川崎重工業は6月5日、新形状のLNG(液化天然ガス)運搬船用モス型LNGタンクを開発し、基本承認(AiP:Approval in Principle)を日本海事協会(NK)、アメリカ船級協会(ABS)、DNV GLの3機関より取得したと発表した。
世界の主要な船級協会の中でも優れた技術と実績を誇る3社より基本承認を取得したことで、新形状のモス型LNGタンクの信頼性と実現性の高さが証明された。

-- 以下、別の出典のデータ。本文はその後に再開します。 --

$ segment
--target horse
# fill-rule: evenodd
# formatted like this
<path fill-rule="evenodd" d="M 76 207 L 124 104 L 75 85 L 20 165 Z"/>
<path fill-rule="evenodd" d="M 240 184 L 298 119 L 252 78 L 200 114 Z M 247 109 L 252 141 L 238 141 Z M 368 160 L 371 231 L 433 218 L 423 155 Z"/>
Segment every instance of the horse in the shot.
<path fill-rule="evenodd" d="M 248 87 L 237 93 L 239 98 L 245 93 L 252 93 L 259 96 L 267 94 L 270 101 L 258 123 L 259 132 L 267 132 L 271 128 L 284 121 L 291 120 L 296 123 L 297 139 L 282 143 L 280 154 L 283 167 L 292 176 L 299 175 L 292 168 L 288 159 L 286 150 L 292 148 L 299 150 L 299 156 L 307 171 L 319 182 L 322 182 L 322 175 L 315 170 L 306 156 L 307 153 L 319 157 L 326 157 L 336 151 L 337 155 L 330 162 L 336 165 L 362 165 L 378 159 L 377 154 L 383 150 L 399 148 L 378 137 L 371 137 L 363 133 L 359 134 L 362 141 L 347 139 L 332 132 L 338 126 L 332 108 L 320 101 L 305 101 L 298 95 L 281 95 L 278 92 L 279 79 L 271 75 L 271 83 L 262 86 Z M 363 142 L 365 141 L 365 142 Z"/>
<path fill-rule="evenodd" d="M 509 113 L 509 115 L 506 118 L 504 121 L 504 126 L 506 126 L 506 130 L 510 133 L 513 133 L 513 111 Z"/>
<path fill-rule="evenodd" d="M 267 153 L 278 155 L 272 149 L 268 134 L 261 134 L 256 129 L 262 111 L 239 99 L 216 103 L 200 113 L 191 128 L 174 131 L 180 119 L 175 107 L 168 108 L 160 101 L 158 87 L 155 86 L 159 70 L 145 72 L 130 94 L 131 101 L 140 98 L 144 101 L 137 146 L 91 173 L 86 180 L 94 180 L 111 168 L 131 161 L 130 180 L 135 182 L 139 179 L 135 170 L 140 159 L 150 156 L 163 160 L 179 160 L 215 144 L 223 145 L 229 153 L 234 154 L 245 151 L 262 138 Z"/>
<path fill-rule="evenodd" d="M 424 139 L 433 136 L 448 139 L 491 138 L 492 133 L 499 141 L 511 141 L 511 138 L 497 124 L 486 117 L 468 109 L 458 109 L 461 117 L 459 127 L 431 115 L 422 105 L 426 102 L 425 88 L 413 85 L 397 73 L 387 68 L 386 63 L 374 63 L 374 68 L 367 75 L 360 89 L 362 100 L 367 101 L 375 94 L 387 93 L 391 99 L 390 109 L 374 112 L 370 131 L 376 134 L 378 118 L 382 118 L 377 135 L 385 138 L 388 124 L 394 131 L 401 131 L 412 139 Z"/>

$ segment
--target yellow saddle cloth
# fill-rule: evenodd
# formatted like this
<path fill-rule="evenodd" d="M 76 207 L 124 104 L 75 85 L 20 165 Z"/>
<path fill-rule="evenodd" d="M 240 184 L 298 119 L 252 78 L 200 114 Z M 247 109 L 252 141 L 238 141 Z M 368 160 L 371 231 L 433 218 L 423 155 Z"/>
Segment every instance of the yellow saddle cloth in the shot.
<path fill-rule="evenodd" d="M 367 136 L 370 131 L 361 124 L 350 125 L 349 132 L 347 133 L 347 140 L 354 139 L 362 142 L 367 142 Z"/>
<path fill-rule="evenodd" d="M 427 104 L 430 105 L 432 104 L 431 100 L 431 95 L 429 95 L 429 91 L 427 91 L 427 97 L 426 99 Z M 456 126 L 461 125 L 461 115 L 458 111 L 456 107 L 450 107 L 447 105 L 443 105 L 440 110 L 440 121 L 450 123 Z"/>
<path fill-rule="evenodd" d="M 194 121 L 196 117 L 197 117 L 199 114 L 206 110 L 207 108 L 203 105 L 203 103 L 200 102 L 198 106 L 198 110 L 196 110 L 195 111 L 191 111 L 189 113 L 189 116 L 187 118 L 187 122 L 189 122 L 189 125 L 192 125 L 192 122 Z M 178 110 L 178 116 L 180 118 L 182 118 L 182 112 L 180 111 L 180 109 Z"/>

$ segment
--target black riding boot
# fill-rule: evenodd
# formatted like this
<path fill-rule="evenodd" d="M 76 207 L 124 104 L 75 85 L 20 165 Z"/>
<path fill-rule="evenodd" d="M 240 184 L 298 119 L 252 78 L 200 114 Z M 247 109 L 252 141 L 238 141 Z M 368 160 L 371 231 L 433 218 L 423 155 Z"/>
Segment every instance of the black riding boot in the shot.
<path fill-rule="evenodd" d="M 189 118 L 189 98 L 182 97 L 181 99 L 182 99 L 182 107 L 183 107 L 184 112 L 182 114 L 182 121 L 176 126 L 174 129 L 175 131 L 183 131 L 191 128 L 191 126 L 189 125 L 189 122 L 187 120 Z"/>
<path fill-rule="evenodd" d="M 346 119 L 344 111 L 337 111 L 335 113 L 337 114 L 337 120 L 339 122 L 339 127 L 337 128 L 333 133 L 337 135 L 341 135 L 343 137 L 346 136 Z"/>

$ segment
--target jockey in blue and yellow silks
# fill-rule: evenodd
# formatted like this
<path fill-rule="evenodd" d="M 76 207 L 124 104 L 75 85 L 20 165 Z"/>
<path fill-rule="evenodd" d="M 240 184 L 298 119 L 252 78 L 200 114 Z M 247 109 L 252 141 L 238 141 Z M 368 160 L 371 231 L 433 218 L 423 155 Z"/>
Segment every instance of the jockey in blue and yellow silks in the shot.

基本承認を取得した新形状のモス型LNGタンクは、従来の真球形状のモス型LNGタンクの円形の垂直断面を正方形に近づけるように変形させ、船体とタンクとの隙間を減らすことで、モス型LNGタンクの特長である優れた耐スロッシング(液揺れ)性や建造中・就航後の検査の容易性はそのままに、容積効率の向上を実現している。
新形状のモス型LNGタンクは、従来の15万5000立方m型LNG運搬船に搭載されている真球タンクと比較し、タンク幅および長さを変更せず、積載容量を約15%増加し、総容量18万立方mのLNGを貯蔵し、新パナマ運河も通峡可能なLNG運搬船を実現する。
従来のストレッチ球形タンクと比較し、タンクの高さを低く抑えることで、船橋からの視界や船体の復原性(船が傾いた際、元の姿勢に戻ろうとする性質)が向上している。
従来のモス型LNGタンクと同じIMO独立タンクtypeBに分類され、従来の構造解析をベースに新たに確立した強度評価手法を用いた精密な構造解析の実施により、高い信頼性を確保している。
さらに、タンクを構成しているアルミ合金製パネルが球面殻であることから、船体動揺により生じるスロッシングの影響をほとんど受けず、積み付け制限を必要としない、などの特徴を備えている。